Безумный лама

Франчич Валентин Альбинович

Приложения

 

 

Уилбур Д. Стил

ЖЕЛТАЯ КОШКА

Пер. с англ. Вал. Франчича

I

Когда я прочел в отделе морских новостей заметку о том, что вблизи острова Блок пароходом «Меркурий» была замечена оставленная людьми шхуна «Эбби Роз», я невольно вспомнил об одном случае, когда и мне пришлось побывать на подобном же судне. Я — далеко не мистик, но хорошо помню, что мне было жутко слушать даже при ярком солнечном свете, как шумят, напрягаясь, паруса покинутой шхуны, как скрипят ее снасти… Я помню, что эхо наших шагов на безлюдной палубе навело меня на мысль о шагах призраков, которые, быть может, бродят по судну ночью. Однако, вместо призраков, мы нашли только зеленого попугая в клетке, висевшей на стене капитанской каюты. Как тогда, так и теперь, все было найдено на шхуне в полном порядке, вследствие чего мысль о какой-либо катастрофе сама собой отпадала. Но в последнем случае меня поразило еще одно обстоятельство. В заметке сообщалось дальше, что доставить шхуну в порт было поручено капитаном «Меркурия» двум: Стюарту Мак-Корду, второму помощнику, и матросу Бьернсену. Прибыл, однако, Мак-Корд, заявивший, что Бьернсен, вероятно, упал в море во время ночной вахты.

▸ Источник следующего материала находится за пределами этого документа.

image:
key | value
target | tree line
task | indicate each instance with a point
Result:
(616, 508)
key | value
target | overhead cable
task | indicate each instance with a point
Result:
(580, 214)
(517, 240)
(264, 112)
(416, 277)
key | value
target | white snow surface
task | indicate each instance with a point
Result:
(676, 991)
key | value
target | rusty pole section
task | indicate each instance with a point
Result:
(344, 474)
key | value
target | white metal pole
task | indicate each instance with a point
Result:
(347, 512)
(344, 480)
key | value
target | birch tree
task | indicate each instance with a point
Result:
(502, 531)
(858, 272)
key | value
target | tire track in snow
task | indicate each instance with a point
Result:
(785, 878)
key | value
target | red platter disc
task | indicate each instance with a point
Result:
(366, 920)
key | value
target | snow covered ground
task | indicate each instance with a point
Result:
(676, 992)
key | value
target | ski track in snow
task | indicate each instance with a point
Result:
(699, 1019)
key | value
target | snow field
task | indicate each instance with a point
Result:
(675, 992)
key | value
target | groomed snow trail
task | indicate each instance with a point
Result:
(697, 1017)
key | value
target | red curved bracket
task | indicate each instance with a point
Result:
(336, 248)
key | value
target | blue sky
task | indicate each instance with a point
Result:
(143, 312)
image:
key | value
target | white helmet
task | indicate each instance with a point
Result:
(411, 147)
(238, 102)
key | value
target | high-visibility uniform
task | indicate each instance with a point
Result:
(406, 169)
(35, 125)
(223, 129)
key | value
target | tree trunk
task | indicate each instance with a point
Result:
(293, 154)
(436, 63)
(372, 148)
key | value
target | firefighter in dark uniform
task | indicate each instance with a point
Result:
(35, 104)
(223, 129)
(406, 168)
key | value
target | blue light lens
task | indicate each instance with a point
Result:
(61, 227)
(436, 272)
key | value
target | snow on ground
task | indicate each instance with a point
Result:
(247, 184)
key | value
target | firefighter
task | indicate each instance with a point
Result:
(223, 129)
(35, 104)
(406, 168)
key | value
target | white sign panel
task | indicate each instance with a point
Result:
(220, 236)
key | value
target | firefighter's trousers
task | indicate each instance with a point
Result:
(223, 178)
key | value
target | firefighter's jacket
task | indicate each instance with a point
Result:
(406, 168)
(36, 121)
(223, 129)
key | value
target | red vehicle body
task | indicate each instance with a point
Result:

Стюарт Мак-Корд! О, я хорошо знал этого человека и неоднократно, разъезжая по делам пароходства, проводил с ним время в кабачках тропических стран. Но, несмотря на то, что Мак-Корд слыл превосходным моряком и много раз управлял суднами, заявление его показалось мне странным.

Знал я также и Бьернсена, старого морского волка с кривыми крепкими ногами, слишком знакомого с морем, чтобы, благодаря простой случайности, упасть за борт. Все эти мысли пришли мне в голову в то время, как старик-лодочник перевозил меня с берега на «Эбби Роз». Был вечер. Когда лодка подплыла к шхуне, я заметил огонек сигары у дальнего паруса и громко окликнул:

— Эй, Мак-Корд!

Огонек двинулся и поплыл над палубой в мою сторону.

— Кто здесь? — раздался голос Мак- Корда.

— Риджвэй, — ответил я.

— Боже милостивый! — воскликнул он, стараясь разглядеть меня во мраке, — я рад вас видеть, Риджвэй! Честное слово!

И через минуту мы уже сидели с ним в каюте, попивая старый ликер.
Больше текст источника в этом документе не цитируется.